Buchkritik von Johanna Bruckner, New York

Die wuchtigsten Sätze von Cat Marnell stehen nicht in ihrer Autobiografie, sondern in einem Nachruf auf Whitney Houston. In dem Artikel geht es um das Sterben der Sängerin, das lange vor ihrem Todestag begann, jenem 11. Februar 2012, als sie leblos in einer Hotelbadewanne gefunden wurde. Marnell, die zuvor regelmäßig für die Webseite xoJane über ihre eigene Drogensucht geschrieben hatte, wendet sich in ihrem Nachruf an jene Leser, die sie für ihre Offenheit kritisieren: "Glaubst du wirklich, dass ich keinen Job verdiene, keine Plattform, weil ich zugebe, drogensüchtig zu sein?", fragt Marnell. "Guck dir an, wie einfach es ist, wenn du Whitney Fucking Houston bist, deine Stimme verstummen zu lassen, so zu tun, als seist du ein gutes Mädchen, und nicht zu erwähnen, dass du abhängig bist. Wie einfach es ist, leise ins Wasser zu gleiten. Zu verschwinden."

Wer diese Sätze kennt, wird Marnells Autobiografie vielleicht auch als Versuch begreifen, nicht selbst in Vergessenheit zu geraten. Denn wer ein Leben lebt, wie es die heute 34-Jährige getan hat - und vielleicht wieder tun wird, das lässt sie offen -, der spielt immer auch ein Spiel mit der eigenen Sterblichkeit. Ein manchmal aufregendes und glamouröses, sehr viel häufiger aber ganz entsetzliches Spiel. Marnells Memoiren heißen passenderweise "How to Murder Your Life", nach Erscheinen in den USA schaffte es das Buch auf die renommierte Bestsellerliste der New York Times. Gewidmet ist es "allen Party-Girls", und wie bei einer sehr extremen Party sind sich das Schöne und das Hässliche ganz nah - und das nicht nur, weil Marnell mehrere Jahre als Moderedakteurin für verschiedene Zeitschriften in New York gearbeitet hat. "Meine Haut unter der falschen Bräune war 100 Prozent Leichenbraut", schreibt sie über ihre Zeit als "Associate Beauty Director" beim mittlerweile eingestellten Lucky-Magazin.

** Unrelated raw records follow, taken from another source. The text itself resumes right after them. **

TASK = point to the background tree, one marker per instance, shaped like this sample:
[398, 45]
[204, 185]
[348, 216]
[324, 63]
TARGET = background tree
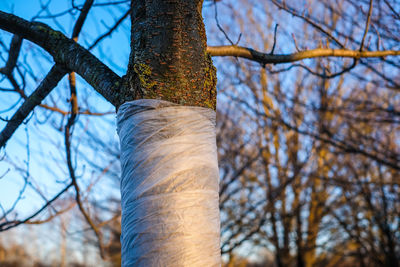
[308, 151]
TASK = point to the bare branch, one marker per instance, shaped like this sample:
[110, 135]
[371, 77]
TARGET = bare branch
[67, 53]
[45, 87]
[266, 58]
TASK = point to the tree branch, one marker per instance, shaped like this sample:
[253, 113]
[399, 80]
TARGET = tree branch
[66, 53]
[13, 54]
[45, 87]
[266, 58]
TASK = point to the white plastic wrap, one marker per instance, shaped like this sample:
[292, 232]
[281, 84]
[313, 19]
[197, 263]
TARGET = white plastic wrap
[169, 185]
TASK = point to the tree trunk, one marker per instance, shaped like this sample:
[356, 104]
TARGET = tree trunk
[169, 183]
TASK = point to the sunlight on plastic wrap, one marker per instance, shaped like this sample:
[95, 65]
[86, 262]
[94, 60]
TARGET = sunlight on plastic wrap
[169, 185]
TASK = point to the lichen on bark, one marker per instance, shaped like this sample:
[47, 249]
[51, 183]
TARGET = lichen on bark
[168, 57]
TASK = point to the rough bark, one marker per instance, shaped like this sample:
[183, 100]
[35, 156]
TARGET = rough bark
[168, 57]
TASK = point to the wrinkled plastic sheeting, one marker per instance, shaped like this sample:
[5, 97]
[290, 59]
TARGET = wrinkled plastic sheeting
[169, 185]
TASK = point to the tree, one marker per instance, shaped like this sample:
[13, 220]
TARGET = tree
[173, 64]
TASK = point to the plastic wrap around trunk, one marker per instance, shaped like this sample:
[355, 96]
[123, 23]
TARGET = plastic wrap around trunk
[169, 185]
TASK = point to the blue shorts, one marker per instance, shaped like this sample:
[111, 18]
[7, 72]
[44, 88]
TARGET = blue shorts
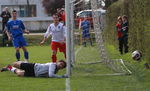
[19, 42]
[85, 34]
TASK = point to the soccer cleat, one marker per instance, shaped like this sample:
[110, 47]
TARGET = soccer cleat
[4, 69]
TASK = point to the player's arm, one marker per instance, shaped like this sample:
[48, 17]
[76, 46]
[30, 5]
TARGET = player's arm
[23, 28]
[7, 30]
[46, 35]
[52, 74]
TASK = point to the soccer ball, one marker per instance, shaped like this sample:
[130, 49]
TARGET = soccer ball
[136, 55]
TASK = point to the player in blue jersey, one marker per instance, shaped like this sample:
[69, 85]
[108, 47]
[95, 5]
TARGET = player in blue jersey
[85, 25]
[15, 30]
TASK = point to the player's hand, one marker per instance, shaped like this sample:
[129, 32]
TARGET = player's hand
[42, 42]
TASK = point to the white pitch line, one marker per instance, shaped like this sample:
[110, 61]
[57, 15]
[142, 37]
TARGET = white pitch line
[68, 79]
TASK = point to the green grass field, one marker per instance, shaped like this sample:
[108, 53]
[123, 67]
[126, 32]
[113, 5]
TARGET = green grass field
[84, 77]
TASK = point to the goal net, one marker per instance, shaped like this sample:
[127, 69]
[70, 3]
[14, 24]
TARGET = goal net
[91, 57]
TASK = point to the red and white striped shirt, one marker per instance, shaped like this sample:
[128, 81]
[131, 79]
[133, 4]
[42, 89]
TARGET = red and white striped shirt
[58, 32]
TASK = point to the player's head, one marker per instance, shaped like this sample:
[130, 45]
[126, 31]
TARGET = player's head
[6, 8]
[61, 64]
[55, 18]
[119, 19]
[14, 14]
[124, 18]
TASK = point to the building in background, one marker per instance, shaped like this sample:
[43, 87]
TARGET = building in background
[30, 11]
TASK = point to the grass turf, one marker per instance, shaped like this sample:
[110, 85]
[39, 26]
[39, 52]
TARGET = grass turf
[84, 77]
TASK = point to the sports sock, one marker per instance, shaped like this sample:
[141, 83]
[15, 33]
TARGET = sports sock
[54, 58]
[26, 55]
[18, 56]
[11, 68]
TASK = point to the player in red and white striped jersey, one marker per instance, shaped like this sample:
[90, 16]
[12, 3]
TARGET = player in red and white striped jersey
[57, 31]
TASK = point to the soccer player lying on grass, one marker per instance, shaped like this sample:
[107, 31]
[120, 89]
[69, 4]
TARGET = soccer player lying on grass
[36, 69]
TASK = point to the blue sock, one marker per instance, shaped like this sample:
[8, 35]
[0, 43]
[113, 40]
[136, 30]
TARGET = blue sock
[18, 56]
[26, 55]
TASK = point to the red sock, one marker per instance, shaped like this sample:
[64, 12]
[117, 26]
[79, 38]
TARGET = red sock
[9, 67]
[54, 58]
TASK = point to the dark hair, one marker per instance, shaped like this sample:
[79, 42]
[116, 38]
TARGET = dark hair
[65, 64]
[14, 11]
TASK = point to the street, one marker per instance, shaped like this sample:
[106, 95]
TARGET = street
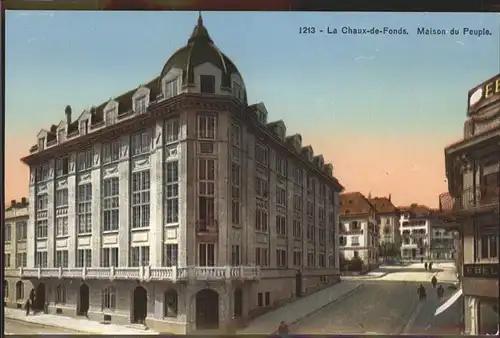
[19, 327]
[382, 308]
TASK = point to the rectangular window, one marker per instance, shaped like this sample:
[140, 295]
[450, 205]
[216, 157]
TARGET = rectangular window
[141, 142]
[141, 183]
[262, 257]
[111, 204]
[172, 192]
[21, 231]
[261, 220]
[281, 260]
[281, 166]
[281, 225]
[280, 196]
[83, 258]
[172, 130]
[84, 208]
[235, 255]
[207, 126]
[61, 226]
[172, 88]
[261, 154]
[85, 159]
[109, 257]
[170, 254]
[139, 256]
[62, 166]
[41, 259]
[7, 231]
[21, 260]
[111, 151]
[207, 84]
[206, 254]
[41, 229]
[61, 259]
[61, 198]
[140, 105]
[297, 229]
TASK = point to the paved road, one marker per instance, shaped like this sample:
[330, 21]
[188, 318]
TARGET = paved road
[377, 307]
[19, 327]
[425, 322]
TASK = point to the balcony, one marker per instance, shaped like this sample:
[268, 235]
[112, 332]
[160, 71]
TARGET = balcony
[477, 199]
[207, 227]
[147, 273]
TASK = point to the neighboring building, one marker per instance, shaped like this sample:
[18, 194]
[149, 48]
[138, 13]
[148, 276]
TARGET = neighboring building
[472, 169]
[414, 227]
[16, 291]
[177, 204]
[388, 219]
[358, 229]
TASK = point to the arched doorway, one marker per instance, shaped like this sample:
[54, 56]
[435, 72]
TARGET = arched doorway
[238, 303]
[84, 300]
[140, 305]
[207, 309]
[40, 297]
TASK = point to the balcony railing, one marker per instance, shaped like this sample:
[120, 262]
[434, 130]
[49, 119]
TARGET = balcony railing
[206, 226]
[477, 198]
[147, 273]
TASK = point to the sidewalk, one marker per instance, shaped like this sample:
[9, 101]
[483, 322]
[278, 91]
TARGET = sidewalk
[75, 324]
[299, 309]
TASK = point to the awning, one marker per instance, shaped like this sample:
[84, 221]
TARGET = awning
[449, 302]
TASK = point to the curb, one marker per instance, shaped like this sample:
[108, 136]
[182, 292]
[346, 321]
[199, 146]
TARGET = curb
[345, 295]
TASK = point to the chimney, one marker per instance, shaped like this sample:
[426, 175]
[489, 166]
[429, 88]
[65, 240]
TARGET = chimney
[67, 111]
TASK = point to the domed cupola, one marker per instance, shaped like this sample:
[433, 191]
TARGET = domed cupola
[200, 49]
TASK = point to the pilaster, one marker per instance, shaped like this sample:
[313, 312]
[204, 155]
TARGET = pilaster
[124, 186]
[96, 206]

Tagsüber ist sie die strebsame Mitarbeiterin, die sich für ihren Traumjob aufarbeitet (auch das nicht ohne Hilfsmittel, bereits seit der Schulzeit dopt Marnell ihr Gehirn mit ADHS-Mitteln). In guten Nächten gibt sich die junge Frau mit den blonden Haaren und dem dauerverschmierten Make-Up ihren Süchten hin. In schlechten ergibt sie sich ihnen. Medikamente. Drogen. Bulimie. Irgendwann werden aus schlechten Nächten schlechte Tage, ihre Süchte vereinnahmen Marnells komplettes Leben. Auf Fotos aus diesen Tagen sieht ihr Puppengesicht oft so aus, als würde es schwarze Tränen weinen. Dieser dramatische Look könnte Ausdruck eines permanenten Kontrollverlusts sein - oder kalkuliert. Marnell ist eben auch eine talentierte Modejournalistin, mit Inszenierung kennt sie sich aus.

Zu Beginn klingen ihre Rauschmomente geheimnisvoll-glamourös - wie ein teurer Drogen-Porno

Eine New-York-Times-Reporterin, die Marnell im Sommer nach dem hochgelobten Houston-Nachruf traf, schrieb über sie: "Was dachte ich über diese Autorin? Ich dachte, dass sie eine begabte Memoiren-Schreiberin ist und eine Poserin, die sich selbst zum Mythos macht. Ich dachte, dass sie eine Süchtige ist, verliebt in ihre eigene Kaputtheit, und dass sie eine zutiefst gequälte Seele ist."

In Marnells Autobiografie wird der Houston-Artikel nur angerissen. Ihm verdankt sie, wie sie selbst sagt, ihren Buchvertrag. Wegen ihrer verschiedenen Suchterkrankungen dauert es von der Unterschrift bis zum Erscheinen von "How to Murder Your Life" allerdings fast vier Jahre. Wer dafür eine stringente Erzählung ohne Nebensächlichkeiten erwartet, wird enttäuscht. Aber die schwärmerischen Aufzählungen von Luxuslabels werden aufgewogen, weil Marnell auch an anderer Stelle nicht mit Details spart. Sie erzählt von aufgerissenen Handknöcheln und Hautunreinheiten am Kinn - die kleinen Wunden einer jungen Frau, die ihre Einsamkeit mit Essen füllt und es danach wieder erbricht. Sie spricht über ihre wahnhafte Angst vor Mäusen und ihre vernarbte Bikinizone, die sie, wann immer sie zugedröhnt ist, mit einer Pinzette malträtiert.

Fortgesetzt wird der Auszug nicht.